Towards secure cluster architectures for HPC workflows

Background

Since the design of the first clusters dedicated to high performance computing more than 25 years ago, the field of high performance scientific computing has undergone massive evolution. The processing power of these clusters has been multiplied by several million by mobilizing a growing number of processing units with hierarchical and heterogeneous architectures. The use of high-performance computing has spread to most scientific fields, leading to the use of these machines for more and more diverse applications. They are integrated within workflows that can include pre- and post-processing steps or even the publication of results within community databases.

To meet these needs, computing centers must evolve the service that is offered using these clusters. The model generally used - a multi-user UNIX environment replicated uniformly on a set of compute nodes that users can allocate using a job manager is indeed reaching its limits. On the one hand, it is very difficult to maintain a uniform software environment to meet the needs of all users. On the other hand, job managers used in HPC are not fully adapted to dynamic workflows or workflows based on persistent services. Finally, these shared software environments offer a large attack surface, which makes it necessary to restrict the way they are used to protect against malicious users as much as possible.

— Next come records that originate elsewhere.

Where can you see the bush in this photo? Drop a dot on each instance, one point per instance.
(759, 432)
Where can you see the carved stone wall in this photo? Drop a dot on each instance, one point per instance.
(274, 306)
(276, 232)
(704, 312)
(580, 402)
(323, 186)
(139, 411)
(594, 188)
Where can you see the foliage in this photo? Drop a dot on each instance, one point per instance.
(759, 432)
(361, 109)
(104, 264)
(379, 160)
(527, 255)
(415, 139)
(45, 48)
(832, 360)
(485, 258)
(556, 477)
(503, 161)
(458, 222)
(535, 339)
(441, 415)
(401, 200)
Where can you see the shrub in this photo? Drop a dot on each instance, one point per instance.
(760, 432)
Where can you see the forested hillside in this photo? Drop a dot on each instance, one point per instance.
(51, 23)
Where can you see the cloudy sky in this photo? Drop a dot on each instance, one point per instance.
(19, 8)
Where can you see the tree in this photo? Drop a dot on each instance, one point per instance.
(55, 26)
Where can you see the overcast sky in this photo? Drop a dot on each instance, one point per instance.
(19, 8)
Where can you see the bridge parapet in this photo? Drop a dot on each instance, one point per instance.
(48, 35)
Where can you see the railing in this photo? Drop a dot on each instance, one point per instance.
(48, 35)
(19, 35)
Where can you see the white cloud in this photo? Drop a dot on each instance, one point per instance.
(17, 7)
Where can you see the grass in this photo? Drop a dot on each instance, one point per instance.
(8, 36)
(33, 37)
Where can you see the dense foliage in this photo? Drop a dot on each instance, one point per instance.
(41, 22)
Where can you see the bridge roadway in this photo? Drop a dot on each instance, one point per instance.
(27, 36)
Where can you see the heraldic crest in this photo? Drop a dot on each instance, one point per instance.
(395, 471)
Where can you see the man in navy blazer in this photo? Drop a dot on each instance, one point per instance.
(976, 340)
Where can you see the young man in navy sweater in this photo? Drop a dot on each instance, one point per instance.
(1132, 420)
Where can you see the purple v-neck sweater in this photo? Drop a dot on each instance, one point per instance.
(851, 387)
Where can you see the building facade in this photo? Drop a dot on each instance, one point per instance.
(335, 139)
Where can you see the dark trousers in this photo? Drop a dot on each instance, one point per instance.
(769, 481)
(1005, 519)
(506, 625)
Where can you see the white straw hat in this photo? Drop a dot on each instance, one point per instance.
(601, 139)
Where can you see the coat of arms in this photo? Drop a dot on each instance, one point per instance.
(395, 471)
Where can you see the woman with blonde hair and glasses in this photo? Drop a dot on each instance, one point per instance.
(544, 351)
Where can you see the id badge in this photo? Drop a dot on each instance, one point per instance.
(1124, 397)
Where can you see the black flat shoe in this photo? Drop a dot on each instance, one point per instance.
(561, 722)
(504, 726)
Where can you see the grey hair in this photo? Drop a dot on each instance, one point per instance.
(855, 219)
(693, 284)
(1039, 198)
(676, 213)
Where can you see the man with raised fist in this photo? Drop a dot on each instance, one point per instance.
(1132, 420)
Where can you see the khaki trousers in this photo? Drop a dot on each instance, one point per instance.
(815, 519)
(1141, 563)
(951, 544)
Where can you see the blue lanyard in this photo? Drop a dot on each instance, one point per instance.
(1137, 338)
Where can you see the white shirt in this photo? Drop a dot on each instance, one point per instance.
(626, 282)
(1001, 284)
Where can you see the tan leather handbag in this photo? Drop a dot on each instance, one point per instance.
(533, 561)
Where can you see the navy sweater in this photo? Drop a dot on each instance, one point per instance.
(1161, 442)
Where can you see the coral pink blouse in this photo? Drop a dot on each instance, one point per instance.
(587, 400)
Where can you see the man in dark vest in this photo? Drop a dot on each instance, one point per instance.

At the same time, cloud computing providers have designed architectures that are intended from the outset to allow great flexibility in the execution of any type of calculation while guaranteeing strong isolation between their customers. However, using these cloud infrastructures for HPC often means deploying an architecture similar to that of a traditional cluster within the resources allocated by the provider. This requires duplicating management efforts for each group of users and does not allow pooling resources and skills as efficiently.

Thesis objectives

The main objective of this thesis is to show how we can bring cloud capabilities on HPC clusters by studying and implementing different approaches. To bring flexibility in HPC clusters and allow the execution of services and complex workflows, we develop a container network to create isolated user environments on top of HPC resources. This container network is implemented in PCOCC, a containerization software developped at CEA that integrates with Slurm to launched containerized jobs. We conduct multiple experiments to determine the impact of the container network on performance, as networking is a crucial component to optimize the execution of HPC workloads. Additionally, we virtualize and benchmark RDMA communications in order to provide full isolation between workloads of different users for all communications. We also study two approaches for bringing flexibility to HPC clusters. In collaboration with the Lawrence Livermore National Laboratory that hosted me for a summer internship in 2024, we studied and benchmarked the execution of HPC applications in a rootless Kubernetes implementation called Usernetes. This approach enables users to launch Kubernetes as a resource on HPC clusters to easily launch services alongside HPC applications on the same resources. In particular, we focused on integrating RDMA and GPUs to reach near native performance for workloads running in Usernetes. Finally, we studied the integration of another project called HPK on our cluster. HPK allows us to deploy a minimal Kubernetes cluster on HPC resources and launch Kubernetes workloads through Slurm. This approach enables a unified handling of resources on HPC clusters while giving users a Kubernetes interface to submit and manage workloads in a cloud native way. We focus on integrating PCOCC into this solution to have tight integration between workloads launched directly through Slurm and workloads launched with Kubernetes. Besides the technical contributions, we also propose a detailed state of the art of HPC and Cloud convergence to show how the ecosystem is evolving in both HPC and Cloud to support increasingly converged workflows that require both HPC and cloud capabilities.